Commons : Semenchkare  - collection of images, videos and audio files

Individual evidence

  1. ^ Baker: The Encyclopedia of the Egyptian Pharaohs. London 2008, p. 435.
  2. Rolf Krauss: Meritaten as Ruling Queen of Egypt and successor of Akhenaten Her Father Nipkhururia-Acts. First International Congress of Egyptology (= Cairo writings on the history and culture of the ancient Orient. 14). Berlin 1979, pp. 403-406; Rolf Krauss: A regent, a king and a queen between the death of Achenaten and the accession of Tutanchaten. In: Ancient Near Eastern Research. 34, Munich 2007, pp. 294-318
  3. James R. Harris: Apropos Nefertiti (1): Hvem var Nefertiti? In: Papyrus. Aegyptologisk Tijdsskrift. Volume 28, No. 1, Copenhagen 2008, pp. 12-17
  4. The Mystery of the Mummy from KV55 (English)
  5. Carsten Pusch, Albert Zink, Ashraf Selim, Yehia Zakaria et al .: Ancestry and Pathology in King Tutankhamun's Family. In: Journal of the American Medical Association. (JAMA) February 17, 2010, Vol. 303, No. 7, pp. 638-647.
  6. ^ A b Strouhal, E. "Biological age of skeletonized mummy from Tomb KV 55 at Thebes" in Anthropologie: International Journal of the Science of Man Vol 48 Issue 2 (2010), pp 97-112.
  7. ^ News from the Valley of the Kings: DNA Shows that KV55 Mummy Probably Not Akhenaten . March 2, 2010. Retrieved August 25, 2012.
  8. Nature 472, 404-406 (2011); Published online April 27, 2011; Original link
  9.; January 2011; Royal Rumpus over King Tutankhamun's Ancestry
  10.; January 2011; Royal Rumpus over King Tutankhamun's Ancestry
  11. JAMA 2010; 303 (24): 2471-2475. "King Tutankhamun's Family and Demise"
  12. ^ Bickerstaffe, D. The King is dead. How Long Lived the King? in Kmt vol 22, n 2, Summer 2010.
  13. Duhig, Corinne. "The remains of Pharaoh Akhenaten are not yet identified: comments on 'Biological age of the skeletonized mummy from Tomb KV55 at Thebes (Egypt)' by Eugen Strouhal" in Anthropologie: International Journal of the Science of Man , Vol 48 Issue 2 (2010 ) pp 113-115. (subscription) "It is essential that, whether the KV55 skeleton is that of Smenkhkare or some previously-unknown prince ... the assumption that the KV55 bones are those of Akhenaten be rejected before it becomes" received wisdom ".
  14. Who's the Real Tut? retrieved Nov 2012
  15. a b J. DS Pendlebury : The City of Akhenaten. Vol. III, No. 2: The Central City and the Official Quarters. Egypt Exploration Society (EES), London 1951, p. 44, plate 108.
  16. ^ A b c William Matthew Flinders Petrie : Tell el-Amarna. With chapters by AH Sayce , Francis Llewellyn Griffith and FCJ Spurrell. Methuen & Co, London 1894, plate 16, pp. 92-93.
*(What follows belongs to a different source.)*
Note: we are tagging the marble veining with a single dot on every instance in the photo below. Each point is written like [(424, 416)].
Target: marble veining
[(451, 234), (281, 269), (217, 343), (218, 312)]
  17. ^ A b Walter Wreszinski , Carl Richard Lepsius : Monuments from Egypt and Ethiopia. According to the drawings of the a.o. sent to these countries by His Majesty the King of Prussia Friedrich Wilhelm IV. in d. Expedition carried out between 1842 and 1845. Volume III: Thebes. Berlin 1849-1859, p. 99.
  18. Wolfgang Helck : Documents of the 18th Dynasty. Section IV, Book 22: Inscriptions of the kings of Amenhotep III. to Haremhab and her contemporaries. Akademie-Verlag, Berlin 1958, p. 2024.
  19. Peter Munro : The names of Semenech-ka-Re's. A contribution to the liquidation of the Amarna period. In: Journal for Egyptian Language and Antiquity . (ZÄS) No. 95, Akademie-Verlag, Leipzig 1969, pp. 109-16.
  20. ^ Letter from the Prince of Byblos. In: Jørgen Alexander Knudtzon: The El-Amarna-Tafeln. Hinrich, Leipzig 1909; WF Albright: The Egyptian Correspondence of Abimilki, King of Tire. In: The Journal of Egyptian Archeology. (JEA) 23, 1937, pp. 190-203, here specifically pp. 190-193.